Nasese residents are once again raising concerns about the importance of keeping the foreshore clean and the mangroves intact as they took part in cleaning the foreshore and collected signatures for a petition to stop the destruction of the last significant mangrove forest.
Many bags of rubbish including beer bottles, styrofoam, cans, tyres, plastic bags, fridge door, plastic bottles and caps, lighters and even a couch were found on the beach.
The residents are collecting signatures to petition to the government to rescind the renewal of the five-year development lease issued to Tian Lun Investment Limited and protect the mangroves from destruction, in consultation with traditional qoliqoli owners, issue a Protection Order on the remaining Nasese mangrove area and its surrounds for conservation, recreational green space and educational purposes only and to halt further development on the Nasese Waters Project until the drainage within the development and its surrounds are rectified by the developer and relevant authorities.
Consultations on the proposed $600 million investment project along Queen Elizabeth Drive by Tian Lun Investment Limited has been deferred three times since last December.
Tian Lun Limited acquired the lease for the state land and state tiri land from the Director of Lands in 2018 for an integrated hotel and tourism development.
Save the Tiri Movement made up of Nesese residents organised the clean up and are collecting signatures for the petition.
A Nasese resident and one of the organisers of Save the Tiri Movement, Noa Seru says their main concern is the lack of consultation with the residents on the development that is underway.

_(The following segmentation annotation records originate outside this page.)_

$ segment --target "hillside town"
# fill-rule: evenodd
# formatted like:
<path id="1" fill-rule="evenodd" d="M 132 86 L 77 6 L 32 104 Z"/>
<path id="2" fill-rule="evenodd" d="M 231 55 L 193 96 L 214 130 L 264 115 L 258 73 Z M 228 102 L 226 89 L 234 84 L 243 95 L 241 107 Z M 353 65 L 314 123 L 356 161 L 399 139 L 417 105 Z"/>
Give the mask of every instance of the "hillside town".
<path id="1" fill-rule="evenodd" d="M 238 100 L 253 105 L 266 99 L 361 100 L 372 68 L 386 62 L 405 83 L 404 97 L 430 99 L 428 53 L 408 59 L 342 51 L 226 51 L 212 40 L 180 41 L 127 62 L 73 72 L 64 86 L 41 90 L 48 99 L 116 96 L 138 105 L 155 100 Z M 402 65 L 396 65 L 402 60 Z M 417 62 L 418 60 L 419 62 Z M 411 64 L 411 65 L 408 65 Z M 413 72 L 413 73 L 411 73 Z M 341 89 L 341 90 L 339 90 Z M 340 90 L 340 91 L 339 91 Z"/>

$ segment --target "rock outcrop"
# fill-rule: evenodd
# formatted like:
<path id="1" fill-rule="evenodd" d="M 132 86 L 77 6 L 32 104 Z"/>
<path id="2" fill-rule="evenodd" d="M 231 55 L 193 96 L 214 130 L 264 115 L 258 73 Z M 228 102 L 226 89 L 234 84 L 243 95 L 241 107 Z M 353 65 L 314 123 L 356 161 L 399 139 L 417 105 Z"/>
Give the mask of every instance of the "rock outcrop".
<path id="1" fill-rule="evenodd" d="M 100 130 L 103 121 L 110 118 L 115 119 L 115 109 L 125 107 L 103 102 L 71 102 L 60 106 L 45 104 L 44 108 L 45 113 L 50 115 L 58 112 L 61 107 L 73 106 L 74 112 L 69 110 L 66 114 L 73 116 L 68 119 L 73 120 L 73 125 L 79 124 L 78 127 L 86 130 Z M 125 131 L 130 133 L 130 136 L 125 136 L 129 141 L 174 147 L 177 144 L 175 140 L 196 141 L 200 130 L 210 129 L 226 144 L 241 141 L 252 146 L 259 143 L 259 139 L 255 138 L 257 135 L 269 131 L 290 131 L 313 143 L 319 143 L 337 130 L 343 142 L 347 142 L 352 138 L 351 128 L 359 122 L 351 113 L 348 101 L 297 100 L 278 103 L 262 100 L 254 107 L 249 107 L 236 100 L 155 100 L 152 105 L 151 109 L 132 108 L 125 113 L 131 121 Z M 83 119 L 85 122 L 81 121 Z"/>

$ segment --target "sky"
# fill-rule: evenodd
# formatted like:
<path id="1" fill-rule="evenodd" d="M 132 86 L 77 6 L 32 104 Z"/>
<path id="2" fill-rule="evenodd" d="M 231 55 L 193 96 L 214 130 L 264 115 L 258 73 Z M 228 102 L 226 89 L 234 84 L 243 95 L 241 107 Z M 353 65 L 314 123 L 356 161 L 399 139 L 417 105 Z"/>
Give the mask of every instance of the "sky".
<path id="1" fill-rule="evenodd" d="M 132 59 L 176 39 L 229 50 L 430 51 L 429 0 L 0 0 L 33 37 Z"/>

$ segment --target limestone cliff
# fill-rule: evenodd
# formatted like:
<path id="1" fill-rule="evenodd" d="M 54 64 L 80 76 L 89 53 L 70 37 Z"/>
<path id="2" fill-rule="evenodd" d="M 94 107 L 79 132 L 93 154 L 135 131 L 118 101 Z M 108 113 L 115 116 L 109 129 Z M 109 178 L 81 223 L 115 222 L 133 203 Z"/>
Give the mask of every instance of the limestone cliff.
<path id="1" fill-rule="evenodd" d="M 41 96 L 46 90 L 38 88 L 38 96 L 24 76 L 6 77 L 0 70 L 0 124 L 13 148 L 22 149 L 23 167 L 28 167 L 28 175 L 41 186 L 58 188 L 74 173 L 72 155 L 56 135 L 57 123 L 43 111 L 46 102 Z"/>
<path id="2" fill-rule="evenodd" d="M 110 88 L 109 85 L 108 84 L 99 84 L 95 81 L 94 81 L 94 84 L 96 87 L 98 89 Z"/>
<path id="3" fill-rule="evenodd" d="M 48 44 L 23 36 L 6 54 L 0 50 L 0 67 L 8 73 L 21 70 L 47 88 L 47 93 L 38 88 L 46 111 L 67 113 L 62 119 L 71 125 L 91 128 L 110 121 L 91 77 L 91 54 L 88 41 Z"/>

He says the biggest impact because of the developments is the flooding of roads and people's backyards in Nasese.
He says the proposed development at the Nasese Waters is going to make it worse as mangroves have been removed.
He says because of this there is nowhere for the storm water to drain off to so during heavy rain, the water coming from Flagstaff and Domain goes to the Nasese area.
Another Nasese resident, Marita Manley says mangroves play an important role in helping to regulate waterways and helping to provide nurseries for crabs and fish and there are also a lot of people who come and fish in the area.
BirdLife International Regional Programme Coordinator, Mark O'Brien says the Nasese area has the best intertidal area in Fiji and probably the Pacific.
He says it has an interesting and globally important bird population.
O'Brien says if the mangroves are destroyed, the bird population will decline and highlighted that there are three or four birds that are endemic to Viti Levu and use that area.
Children also took part in bird watching activities this morning.